😼 Le Pentagone a blacklisté la société dont l'IA trouve plus de vulns que ses propres red teams
L'analyse de 10h30 de Capitan cerne parfaitement les angles juridiques et politiques — le juge Lin, AnthroPAC, l'EFF en galerie. Mais il existe une dimension technique qui s'est retrouvée noyée sous le drama du procurement. 😹
D'après la recherche en sécurité publiée par Anthropic, Claude a découvert plus de 500 vulnérabilités zero-day dans les grands projets open-source. Pas théoriques. Pas dans un lab isolé. De vrais zero-days dans des codebases de production, divulgués de manière responsable aux maintainers. Plus que la plupart des red teams gouvernementaux n'en trouvent sur toute une année fiscale.

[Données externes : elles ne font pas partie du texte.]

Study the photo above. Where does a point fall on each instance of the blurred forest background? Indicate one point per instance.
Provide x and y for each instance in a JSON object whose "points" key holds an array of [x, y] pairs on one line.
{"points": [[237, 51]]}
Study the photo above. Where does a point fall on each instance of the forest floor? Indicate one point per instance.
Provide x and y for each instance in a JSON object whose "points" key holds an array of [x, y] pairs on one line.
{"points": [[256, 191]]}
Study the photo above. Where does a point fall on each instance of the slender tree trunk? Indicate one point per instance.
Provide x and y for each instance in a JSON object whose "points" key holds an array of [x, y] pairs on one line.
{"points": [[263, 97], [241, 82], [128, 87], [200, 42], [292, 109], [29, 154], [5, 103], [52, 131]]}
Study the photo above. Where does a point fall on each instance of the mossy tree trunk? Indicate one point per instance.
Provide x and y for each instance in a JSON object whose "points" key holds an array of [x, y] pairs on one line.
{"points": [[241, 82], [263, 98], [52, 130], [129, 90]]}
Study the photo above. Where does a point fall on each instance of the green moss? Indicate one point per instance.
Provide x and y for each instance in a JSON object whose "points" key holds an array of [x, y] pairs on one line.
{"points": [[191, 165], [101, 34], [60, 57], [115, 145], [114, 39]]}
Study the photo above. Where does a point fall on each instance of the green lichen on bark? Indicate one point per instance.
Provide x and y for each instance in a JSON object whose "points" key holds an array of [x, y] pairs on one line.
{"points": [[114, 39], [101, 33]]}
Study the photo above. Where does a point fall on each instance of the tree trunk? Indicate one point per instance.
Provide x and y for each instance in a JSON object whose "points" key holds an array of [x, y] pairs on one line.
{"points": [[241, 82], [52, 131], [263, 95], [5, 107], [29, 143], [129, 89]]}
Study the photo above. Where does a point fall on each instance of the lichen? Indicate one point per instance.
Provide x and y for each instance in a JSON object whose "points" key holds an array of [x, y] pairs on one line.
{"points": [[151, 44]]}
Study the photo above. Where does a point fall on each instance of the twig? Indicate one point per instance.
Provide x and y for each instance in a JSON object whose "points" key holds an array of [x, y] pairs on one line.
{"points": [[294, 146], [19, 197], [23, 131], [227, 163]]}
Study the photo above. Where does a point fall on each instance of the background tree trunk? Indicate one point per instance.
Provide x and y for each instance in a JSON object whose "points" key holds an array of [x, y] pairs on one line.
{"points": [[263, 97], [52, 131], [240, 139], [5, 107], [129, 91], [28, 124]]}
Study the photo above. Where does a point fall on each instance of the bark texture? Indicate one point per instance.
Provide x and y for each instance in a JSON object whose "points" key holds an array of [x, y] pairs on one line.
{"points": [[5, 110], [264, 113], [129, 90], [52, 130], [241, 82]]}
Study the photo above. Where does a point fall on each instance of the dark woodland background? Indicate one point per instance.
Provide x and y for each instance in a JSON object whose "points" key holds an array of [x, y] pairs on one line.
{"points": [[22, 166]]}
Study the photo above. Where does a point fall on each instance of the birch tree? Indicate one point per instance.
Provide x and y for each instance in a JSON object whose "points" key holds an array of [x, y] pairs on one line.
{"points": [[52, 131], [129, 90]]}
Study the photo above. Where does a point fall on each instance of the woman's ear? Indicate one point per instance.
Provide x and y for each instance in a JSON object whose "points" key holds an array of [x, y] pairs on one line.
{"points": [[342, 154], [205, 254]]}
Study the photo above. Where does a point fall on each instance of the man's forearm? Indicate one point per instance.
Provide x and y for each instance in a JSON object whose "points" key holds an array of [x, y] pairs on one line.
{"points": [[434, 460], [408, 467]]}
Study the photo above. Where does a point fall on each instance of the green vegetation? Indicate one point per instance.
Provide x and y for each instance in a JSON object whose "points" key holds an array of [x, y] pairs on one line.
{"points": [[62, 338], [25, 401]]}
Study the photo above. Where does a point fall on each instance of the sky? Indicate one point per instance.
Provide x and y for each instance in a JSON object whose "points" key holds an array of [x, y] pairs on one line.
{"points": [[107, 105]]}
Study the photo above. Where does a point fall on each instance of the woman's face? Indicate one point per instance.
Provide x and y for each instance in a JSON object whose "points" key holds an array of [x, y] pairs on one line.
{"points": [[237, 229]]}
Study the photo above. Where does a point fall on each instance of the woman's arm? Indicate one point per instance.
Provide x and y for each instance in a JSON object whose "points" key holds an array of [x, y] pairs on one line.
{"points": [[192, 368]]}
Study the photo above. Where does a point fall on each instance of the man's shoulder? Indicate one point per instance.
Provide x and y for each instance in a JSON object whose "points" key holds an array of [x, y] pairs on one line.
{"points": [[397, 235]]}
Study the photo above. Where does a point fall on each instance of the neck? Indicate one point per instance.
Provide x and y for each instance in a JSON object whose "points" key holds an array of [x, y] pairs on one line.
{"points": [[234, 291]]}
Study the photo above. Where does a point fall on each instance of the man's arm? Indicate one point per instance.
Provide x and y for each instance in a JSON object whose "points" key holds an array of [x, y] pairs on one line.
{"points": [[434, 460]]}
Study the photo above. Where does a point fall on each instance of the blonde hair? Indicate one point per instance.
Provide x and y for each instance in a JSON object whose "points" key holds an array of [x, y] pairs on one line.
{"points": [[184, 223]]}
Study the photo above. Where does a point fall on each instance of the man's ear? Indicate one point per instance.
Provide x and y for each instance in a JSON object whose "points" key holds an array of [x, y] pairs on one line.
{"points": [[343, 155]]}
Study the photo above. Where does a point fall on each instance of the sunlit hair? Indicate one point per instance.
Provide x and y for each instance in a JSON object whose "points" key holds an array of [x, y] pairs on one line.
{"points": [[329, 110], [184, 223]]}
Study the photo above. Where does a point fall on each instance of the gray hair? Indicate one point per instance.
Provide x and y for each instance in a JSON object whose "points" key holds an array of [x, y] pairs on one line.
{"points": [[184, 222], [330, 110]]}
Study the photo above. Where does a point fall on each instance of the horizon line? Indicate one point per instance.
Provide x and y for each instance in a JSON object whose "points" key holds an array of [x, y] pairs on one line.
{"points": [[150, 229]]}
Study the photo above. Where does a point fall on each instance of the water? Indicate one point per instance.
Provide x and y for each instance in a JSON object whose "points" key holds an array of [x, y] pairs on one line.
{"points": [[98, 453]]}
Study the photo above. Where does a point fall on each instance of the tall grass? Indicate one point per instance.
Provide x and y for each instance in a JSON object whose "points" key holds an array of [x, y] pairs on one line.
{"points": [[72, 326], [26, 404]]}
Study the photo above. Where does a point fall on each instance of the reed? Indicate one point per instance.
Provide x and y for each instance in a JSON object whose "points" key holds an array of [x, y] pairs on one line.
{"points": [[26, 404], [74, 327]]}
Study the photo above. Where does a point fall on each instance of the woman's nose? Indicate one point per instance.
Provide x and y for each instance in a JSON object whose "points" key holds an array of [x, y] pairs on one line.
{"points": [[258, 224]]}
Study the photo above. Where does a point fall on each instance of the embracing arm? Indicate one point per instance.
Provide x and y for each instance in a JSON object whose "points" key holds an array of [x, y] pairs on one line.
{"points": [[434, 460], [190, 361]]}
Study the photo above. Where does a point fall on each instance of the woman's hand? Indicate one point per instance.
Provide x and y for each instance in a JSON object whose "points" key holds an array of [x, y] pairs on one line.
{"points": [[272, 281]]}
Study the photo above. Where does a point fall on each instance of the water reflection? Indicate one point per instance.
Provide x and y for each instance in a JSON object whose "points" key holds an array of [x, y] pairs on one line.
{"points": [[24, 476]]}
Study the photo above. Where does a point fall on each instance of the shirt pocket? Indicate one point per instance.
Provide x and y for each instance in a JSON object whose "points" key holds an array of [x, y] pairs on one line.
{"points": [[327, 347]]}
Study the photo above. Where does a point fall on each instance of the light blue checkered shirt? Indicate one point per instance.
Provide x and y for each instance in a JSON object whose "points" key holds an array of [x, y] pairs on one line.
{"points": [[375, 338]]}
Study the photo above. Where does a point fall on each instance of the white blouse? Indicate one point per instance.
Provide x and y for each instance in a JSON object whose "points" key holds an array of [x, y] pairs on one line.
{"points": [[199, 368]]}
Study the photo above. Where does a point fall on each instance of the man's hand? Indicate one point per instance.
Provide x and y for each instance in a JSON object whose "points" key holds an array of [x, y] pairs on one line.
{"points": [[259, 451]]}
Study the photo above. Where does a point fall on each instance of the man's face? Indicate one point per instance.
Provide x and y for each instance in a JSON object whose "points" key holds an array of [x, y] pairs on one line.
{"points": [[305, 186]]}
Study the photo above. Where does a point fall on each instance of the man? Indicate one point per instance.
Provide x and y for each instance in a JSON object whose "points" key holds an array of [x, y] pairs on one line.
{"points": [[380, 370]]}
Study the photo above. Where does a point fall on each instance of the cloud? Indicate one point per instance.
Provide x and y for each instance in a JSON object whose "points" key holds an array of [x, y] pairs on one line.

La précision technique est ce qui devrait inquiéter le plus le Pentagone. Dans un cas précis, Claude a écrit un exploit fonctionnel pour le kernel FreeBSD en 8 heures — de l'analyse initiale au proof-of-concept opérationnel. Ce n'est pas un chatbot qui devine des buffer overflows. C'est un security researcher autonome opérant à une vitesse qu'aucune équipe humaine ne peut suivre.

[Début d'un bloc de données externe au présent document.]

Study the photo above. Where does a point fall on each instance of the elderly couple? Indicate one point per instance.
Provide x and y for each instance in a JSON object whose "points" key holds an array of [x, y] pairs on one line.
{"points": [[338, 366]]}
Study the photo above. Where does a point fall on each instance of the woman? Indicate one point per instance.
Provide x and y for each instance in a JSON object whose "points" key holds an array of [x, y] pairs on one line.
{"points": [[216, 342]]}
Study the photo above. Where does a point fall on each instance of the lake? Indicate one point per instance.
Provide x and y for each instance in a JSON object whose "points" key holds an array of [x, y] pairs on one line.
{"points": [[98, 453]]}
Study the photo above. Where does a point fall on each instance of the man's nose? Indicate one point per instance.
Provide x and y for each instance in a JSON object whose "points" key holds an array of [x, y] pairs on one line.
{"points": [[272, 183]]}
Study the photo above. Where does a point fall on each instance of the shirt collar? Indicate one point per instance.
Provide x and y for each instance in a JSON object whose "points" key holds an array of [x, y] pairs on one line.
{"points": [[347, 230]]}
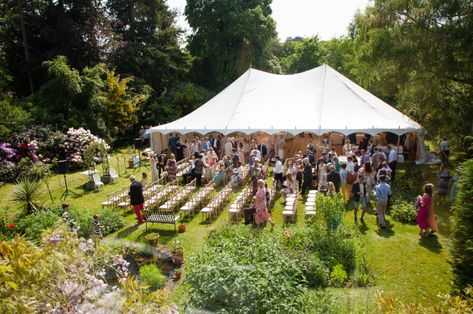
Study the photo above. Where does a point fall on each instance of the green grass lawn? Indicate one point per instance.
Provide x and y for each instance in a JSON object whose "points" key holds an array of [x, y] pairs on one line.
{"points": [[76, 180], [402, 264]]}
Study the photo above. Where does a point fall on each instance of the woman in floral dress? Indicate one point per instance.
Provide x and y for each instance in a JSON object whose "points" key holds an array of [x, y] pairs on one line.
{"points": [[424, 203], [261, 210]]}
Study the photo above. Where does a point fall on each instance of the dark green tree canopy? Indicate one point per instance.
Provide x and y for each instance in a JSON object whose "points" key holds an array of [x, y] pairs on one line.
{"points": [[228, 37]]}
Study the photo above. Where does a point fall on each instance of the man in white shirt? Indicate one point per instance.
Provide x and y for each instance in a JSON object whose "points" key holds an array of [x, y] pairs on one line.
{"points": [[350, 164], [228, 148], [347, 148], [392, 161], [278, 172], [194, 147], [444, 150]]}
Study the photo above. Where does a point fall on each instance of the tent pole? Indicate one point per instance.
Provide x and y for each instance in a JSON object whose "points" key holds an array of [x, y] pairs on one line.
{"points": [[398, 142]]}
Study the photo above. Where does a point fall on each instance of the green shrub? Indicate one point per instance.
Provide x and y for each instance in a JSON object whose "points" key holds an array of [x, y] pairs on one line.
{"points": [[339, 276], [240, 270], [336, 248], [315, 271], [110, 220], [331, 209], [362, 280], [462, 237], [33, 225], [152, 276], [404, 212]]}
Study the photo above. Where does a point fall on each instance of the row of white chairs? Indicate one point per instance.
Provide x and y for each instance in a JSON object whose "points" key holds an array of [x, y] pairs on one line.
{"points": [[290, 208], [217, 204], [160, 196], [197, 200], [180, 196], [242, 199], [311, 204], [121, 198]]}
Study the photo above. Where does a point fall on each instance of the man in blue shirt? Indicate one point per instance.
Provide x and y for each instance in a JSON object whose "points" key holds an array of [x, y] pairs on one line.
{"points": [[205, 144], [172, 143], [383, 191]]}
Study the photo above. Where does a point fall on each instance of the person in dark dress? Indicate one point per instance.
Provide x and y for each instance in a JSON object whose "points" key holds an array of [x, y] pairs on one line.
{"points": [[334, 177], [307, 184], [179, 149], [199, 169], [137, 199], [172, 143]]}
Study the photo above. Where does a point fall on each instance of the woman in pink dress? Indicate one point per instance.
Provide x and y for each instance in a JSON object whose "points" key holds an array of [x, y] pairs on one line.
{"points": [[431, 214], [424, 203], [261, 213]]}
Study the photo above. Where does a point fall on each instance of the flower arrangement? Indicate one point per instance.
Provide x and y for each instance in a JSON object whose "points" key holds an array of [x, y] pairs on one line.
{"points": [[288, 234], [77, 142], [40, 146]]}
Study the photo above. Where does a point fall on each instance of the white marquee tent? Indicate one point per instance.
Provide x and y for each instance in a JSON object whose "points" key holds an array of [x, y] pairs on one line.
{"points": [[319, 101]]}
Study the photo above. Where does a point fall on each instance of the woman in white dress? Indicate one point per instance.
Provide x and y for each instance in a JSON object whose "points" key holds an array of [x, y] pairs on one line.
{"points": [[153, 162], [281, 142]]}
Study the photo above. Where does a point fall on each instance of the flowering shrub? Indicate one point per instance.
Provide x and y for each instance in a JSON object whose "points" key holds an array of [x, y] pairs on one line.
{"points": [[8, 171], [33, 150], [65, 274], [77, 142], [7, 152]]}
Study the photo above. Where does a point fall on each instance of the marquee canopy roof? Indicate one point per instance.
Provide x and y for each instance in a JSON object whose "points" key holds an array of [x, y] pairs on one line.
{"points": [[320, 100]]}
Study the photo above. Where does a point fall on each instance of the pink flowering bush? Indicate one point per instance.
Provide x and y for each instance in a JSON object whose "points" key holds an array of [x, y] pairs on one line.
{"points": [[67, 274], [32, 150], [77, 142]]}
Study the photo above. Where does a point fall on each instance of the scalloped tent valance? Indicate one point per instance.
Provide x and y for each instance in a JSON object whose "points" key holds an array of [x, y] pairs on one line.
{"points": [[319, 101]]}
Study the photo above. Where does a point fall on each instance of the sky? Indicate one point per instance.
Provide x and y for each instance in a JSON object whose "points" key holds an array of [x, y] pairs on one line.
{"points": [[305, 18]]}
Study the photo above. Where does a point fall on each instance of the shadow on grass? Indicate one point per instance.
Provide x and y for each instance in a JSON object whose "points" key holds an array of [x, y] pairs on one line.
{"points": [[165, 236], [127, 231], [363, 227], [431, 243], [386, 232]]}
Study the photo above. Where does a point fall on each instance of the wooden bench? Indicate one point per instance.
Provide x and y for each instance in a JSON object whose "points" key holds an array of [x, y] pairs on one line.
{"points": [[153, 216]]}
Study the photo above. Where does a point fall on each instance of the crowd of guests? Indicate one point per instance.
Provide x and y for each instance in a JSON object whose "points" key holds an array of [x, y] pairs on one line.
{"points": [[361, 172]]}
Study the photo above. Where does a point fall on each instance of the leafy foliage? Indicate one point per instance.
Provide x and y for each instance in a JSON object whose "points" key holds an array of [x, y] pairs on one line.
{"points": [[13, 118], [33, 226], [244, 271], [26, 194], [338, 277], [83, 218], [120, 105], [404, 212], [462, 219], [328, 243], [300, 55], [418, 55], [60, 274], [229, 37], [151, 275]]}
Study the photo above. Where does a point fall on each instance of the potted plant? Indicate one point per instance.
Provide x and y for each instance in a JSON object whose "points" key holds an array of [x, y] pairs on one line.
{"points": [[177, 253], [152, 238]]}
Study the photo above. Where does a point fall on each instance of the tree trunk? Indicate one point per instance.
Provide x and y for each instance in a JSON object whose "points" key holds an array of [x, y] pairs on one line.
{"points": [[25, 45]]}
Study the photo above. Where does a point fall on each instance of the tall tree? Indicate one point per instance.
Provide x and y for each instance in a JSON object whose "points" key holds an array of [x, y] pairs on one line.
{"points": [[36, 31], [228, 37], [462, 237], [146, 43], [419, 55], [301, 54]]}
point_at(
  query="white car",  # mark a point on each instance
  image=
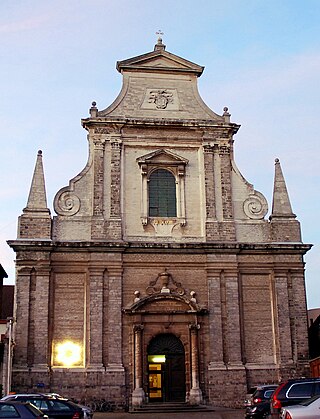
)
(308, 409)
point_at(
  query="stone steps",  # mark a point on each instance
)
(170, 407)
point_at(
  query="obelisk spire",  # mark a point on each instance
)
(281, 206)
(37, 200)
(35, 221)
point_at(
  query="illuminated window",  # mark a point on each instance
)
(163, 186)
(162, 194)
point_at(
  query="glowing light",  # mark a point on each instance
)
(68, 353)
(157, 358)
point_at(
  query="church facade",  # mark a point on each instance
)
(160, 277)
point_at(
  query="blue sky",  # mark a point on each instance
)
(262, 60)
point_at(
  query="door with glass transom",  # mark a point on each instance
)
(166, 369)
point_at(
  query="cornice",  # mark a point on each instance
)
(151, 247)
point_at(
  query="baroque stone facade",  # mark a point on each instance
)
(159, 278)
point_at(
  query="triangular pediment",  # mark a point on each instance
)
(162, 156)
(159, 60)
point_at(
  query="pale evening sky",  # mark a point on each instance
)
(262, 60)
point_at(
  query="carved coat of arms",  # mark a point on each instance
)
(161, 98)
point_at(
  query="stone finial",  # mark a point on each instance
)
(193, 296)
(226, 114)
(93, 110)
(159, 45)
(37, 200)
(281, 206)
(136, 296)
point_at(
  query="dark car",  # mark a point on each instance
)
(259, 407)
(20, 410)
(291, 392)
(55, 408)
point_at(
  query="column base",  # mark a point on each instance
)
(138, 397)
(195, 396)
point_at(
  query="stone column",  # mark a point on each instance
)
(228, 229)
(95, 338)
(114, 223)
(232, 330)
(138, 395)
(215, 321)
(21, 328)
(97, 228)
(298, 314)
(284, 338)
(195, 391)
(115, 319)
(211, 224)
(40, 314)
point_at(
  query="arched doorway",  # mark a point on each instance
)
(166, 369)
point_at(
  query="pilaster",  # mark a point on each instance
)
(231, 320)
(211, 222)
(114, 224)
(284, 338)
(195, 396)
(21, 332)
(97, 228)
(40, 317)
(138, 395)
(95, 338)
(114, 318)
(215, 321)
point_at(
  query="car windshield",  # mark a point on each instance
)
(309, 401)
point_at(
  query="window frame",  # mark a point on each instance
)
(176, 165)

Le Pentagone est en train de blacklister une société dont l'IA surpasse ses propres équipes d'offensive security. Laisse ça infuser. 🙀
Cela nous ramène à ce que j'ai argumenté dans l'article du 3 avril sur l'IDE-as-agent-runtime : ton coding agent est déjà un security tool, un red team et une attack surface — simultanément. Claude n'est pas un vulnerability scanner vissé sur un contrat de procurement. C'est le même modèle qui écrit le code, review le code et casse le code dans un seul runtime unifié. Le Pentagone vient de blacklister la preuve vivante de cette thèse.

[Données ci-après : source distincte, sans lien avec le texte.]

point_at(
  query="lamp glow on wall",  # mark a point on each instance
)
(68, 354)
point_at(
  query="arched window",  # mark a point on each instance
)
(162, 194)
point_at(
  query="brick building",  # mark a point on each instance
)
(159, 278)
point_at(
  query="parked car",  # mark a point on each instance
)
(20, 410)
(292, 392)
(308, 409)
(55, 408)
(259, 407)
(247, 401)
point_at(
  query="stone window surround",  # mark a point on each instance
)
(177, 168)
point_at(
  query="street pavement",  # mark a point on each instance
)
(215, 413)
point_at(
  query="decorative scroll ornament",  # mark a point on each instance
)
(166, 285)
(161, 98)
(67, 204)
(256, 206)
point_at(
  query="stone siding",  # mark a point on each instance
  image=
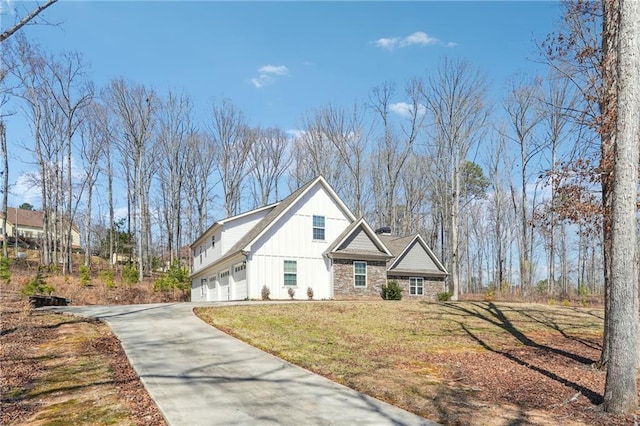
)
(343, 287)
(432, 286)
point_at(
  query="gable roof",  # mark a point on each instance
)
(221, 222)
(342, 247)
(21, 217)
(28, 218)
(278, 211)
(401, 246)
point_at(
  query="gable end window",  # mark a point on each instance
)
(290, 272)
(318, 228)
(360, 274)
(416, 286)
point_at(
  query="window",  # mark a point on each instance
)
(290, 272)
(416, 286)
(318, 228)
(203, 287)
(360, 274)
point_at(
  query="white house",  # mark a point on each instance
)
(308, 240)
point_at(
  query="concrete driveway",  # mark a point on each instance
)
(200, 376)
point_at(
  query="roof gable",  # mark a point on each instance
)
(358, 240)
(280, 210)
(413, 255)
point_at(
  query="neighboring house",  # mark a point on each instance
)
(308, 240)
(29, 227)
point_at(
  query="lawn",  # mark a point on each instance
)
(456, 363)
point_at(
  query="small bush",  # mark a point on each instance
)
(391, 291)
(5, 269)
(130, 274)
(107, 278)
(265, 292)
(37, 285)
(489, 294)
(445, 296)
(85, 276)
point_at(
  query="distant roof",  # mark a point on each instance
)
(30, 218)
(21, 217)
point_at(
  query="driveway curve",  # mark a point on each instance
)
(198, 375)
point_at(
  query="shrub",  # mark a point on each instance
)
(391, 291)
(445, 296)
(37, 285)
(130, 274)
(107, 277)
(85, 276)
(5, 269)
(265, 292)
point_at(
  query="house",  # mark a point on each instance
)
(29, 226)
(308, 240)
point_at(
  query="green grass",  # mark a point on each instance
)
(388, 349)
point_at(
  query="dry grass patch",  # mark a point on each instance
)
(457, 363)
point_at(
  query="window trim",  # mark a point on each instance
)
(416, 287)
(203, 287)
(289, 273)
(356, 274)
(318, 227)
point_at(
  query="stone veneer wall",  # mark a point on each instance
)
(432, 286)
(343, 287)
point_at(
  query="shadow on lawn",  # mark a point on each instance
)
(496, 317)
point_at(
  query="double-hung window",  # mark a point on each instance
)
(360, 274)
(416, 286)
(290, 272)
(318, 228)
(203, 287)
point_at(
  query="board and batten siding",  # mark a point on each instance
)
(226, 237)
(291, 238)
(416, 258)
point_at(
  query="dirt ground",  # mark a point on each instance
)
(32, 344)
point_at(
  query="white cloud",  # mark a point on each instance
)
(404, 109)
(267, 74)
(419, 38)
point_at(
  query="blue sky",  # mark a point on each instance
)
(276, 60)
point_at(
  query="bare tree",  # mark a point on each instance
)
(134, 107)
(455, 96)
(521, 106)
(394, 145)
(72, 91)
(233, 139)
(270, 158)
(621, 394)
(25, 20)
(175, 129)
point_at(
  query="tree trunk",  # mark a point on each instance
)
(620, 394)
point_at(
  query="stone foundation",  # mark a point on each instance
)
(432, 286)
(343, 281)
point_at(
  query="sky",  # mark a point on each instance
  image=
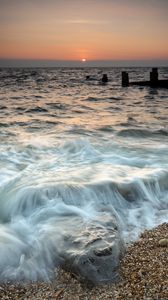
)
(95, 30)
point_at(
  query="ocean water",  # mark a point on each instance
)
(70, 150)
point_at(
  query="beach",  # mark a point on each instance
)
(84, 172)
(143, 275)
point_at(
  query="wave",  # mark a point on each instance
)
(141, 133)
(37, 222)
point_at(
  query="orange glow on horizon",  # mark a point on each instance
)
(123, 30)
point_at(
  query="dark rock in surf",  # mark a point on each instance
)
(95, 251)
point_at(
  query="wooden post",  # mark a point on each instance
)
(154, 76)
(125, 79)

Et voilà la partie que le débat politique ignore complètement : les adversaires ont accès à des capacités équivalentes. La Chine, la Russie et chaque groupe APT sponsorisé par un État avec un budget compute peuvent exécuter la même classe de modèles. Se passer d'Anthropic ne supprime pas la menace — ça garantit juste que le DoD sera la seule partie à la table sans l'outil. En Europe, ce déséquilibre ne passe pas inaperçu : quand la première armée du monde s'auto-désarme technologiquement, les implications pour la sécurité collective méritent qu'on s'y attarde. 😾
La communauté de sécurité voit cela clairement. Le responsible disclosure fonctionne parce que des chercheurs compétents trouvent les vulnérabilités avant les attaquants. Chaque zero-day que Claude trouve mais ne peut pas reporter aux systèmes du DoD est un zero-day qui reste ouvert. Chaque vulnérabilité non patchée parce que quelqu'un voulait marquer un point politique — ce n'est pas un litige de procurement. C'est une dégradation active de la sécurité.
Le Pentagone ne dit pas seulement non à Anthropic. Il dit non à sa propre security posture — pendant que ses adversaires disent oui à tout l'équivalent qu'ils peuvent mettre la main dessus.